Boy it's nice to open up the paper and read some good news for a change:
For a peek inside an economic slowdown, step into downtown Miami's Burrito Express and look for sandwich bags and tinfoil.
''They're bringing their own lunch,'' cook John Sierra said as he stood by an idle grill. ``They're not spending the money. People will come in, ask for a drink and eat their own lunch.''
With sales down for the year, Sierra has watched his parents' restaurant suffer through an economic slowdown punishing businesses throughout South Florida.
To measure the fallout, Business Monday recently dispatched eight reporters to survey 151 shops, restaurants and salons on how their sales are shaping up this year.
The results: a broad consensus that South Floridians are cutting back on spending and that tourist dollars aren't making up the difference.But sandwich bag sales are up!
Then I read George Will's column on Sunday, and thought that perhaps the apocalypse was upon us, and that the Grim Reaper had finally extended his cold dark fingers into my soul, because for once I actually partially agreed with him:
The denial of annual increases, Roberts wrote, "has left federal trial judges -- the backbone of our system of justice -- earning about the same as (and in some cases less than) first-year lawyers at firms in major cities, where many of the judges are located." The cost of rectifying this would be less than .004 percent of the federal budget. The cost of not doing so will be a decrease in the quality of an increasingly important judiciary -- and a change in its perspective. Fifty years ago, about 65 percent of the federal judiciary came from the private sector -- from the practicing bar -- and 35 percent from the public sector. Today 60 percent come from government jobs, less than 40 percent from private practice. This tends to produce a judiciary that is not only more important than ever but also is more of an extension of the bureaucracy than a check on it.So federal judges are badly unperpaid, but how about our state court system? Rumpy cogently explored this issue a few days ago, but I found this comment from Victor Crist to be flat-out laughable:
The committee chairman, Sen. Victor Crist of Tampa, said the justice had a legitimate concern, but that the judicial branch could be spared the most because courts and county clerks could raise court fines and fees and do a better job collecting them -- especially in Miami-Dade County, where millions haven't been collected in some years.So let me get this straight: downtown workers are so strapped that they are bringing in their own sandwiches for lunch, the economy is in a deepening recession and millions are losing their homes, but Victor Crist thinks the County can recover fines and filing fees that have thus far been uncollected?
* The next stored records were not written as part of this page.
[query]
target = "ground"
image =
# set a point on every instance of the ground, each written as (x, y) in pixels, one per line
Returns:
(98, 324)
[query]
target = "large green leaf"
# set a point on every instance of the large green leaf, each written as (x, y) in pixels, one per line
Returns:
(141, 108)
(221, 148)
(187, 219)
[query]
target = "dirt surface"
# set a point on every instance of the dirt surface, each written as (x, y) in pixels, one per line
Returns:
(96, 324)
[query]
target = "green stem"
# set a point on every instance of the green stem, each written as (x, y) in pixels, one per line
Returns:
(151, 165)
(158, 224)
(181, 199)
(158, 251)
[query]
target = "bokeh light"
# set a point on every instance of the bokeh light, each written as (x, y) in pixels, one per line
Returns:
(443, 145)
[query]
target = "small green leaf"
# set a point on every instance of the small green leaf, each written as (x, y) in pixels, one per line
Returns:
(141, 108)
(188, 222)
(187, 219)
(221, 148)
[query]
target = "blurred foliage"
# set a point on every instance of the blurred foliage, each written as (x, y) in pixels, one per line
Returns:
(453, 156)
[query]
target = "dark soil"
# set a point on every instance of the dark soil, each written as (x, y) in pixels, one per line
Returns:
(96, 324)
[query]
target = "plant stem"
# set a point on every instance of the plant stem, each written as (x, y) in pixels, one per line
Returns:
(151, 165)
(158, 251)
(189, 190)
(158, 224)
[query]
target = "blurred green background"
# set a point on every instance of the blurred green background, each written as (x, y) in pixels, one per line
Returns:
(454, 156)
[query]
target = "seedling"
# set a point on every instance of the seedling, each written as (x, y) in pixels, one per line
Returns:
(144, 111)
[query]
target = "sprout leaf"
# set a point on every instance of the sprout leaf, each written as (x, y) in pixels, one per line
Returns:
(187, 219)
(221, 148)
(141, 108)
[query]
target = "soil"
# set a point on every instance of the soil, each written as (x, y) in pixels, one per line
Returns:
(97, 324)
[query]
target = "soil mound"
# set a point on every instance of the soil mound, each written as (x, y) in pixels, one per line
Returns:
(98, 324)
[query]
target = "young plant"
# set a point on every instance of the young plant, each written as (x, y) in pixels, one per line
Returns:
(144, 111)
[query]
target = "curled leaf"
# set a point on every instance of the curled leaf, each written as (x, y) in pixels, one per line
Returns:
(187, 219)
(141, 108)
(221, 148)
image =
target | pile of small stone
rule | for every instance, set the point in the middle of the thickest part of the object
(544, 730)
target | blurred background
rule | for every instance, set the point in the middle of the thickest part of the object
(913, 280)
Just what did they put in ole' Victor's barbeque sauce?
Question -- if the federal and state criminal and civil justice systems are choked, shriveled, and incapable of functioning properly, who benefits?
Answer -- those who can game the system.
Which leads to this question: who can best game the system, those who money, power, and access, or those who are bringing in their own lunches and who can't afford to pay a fine or get their car out of the repair shop?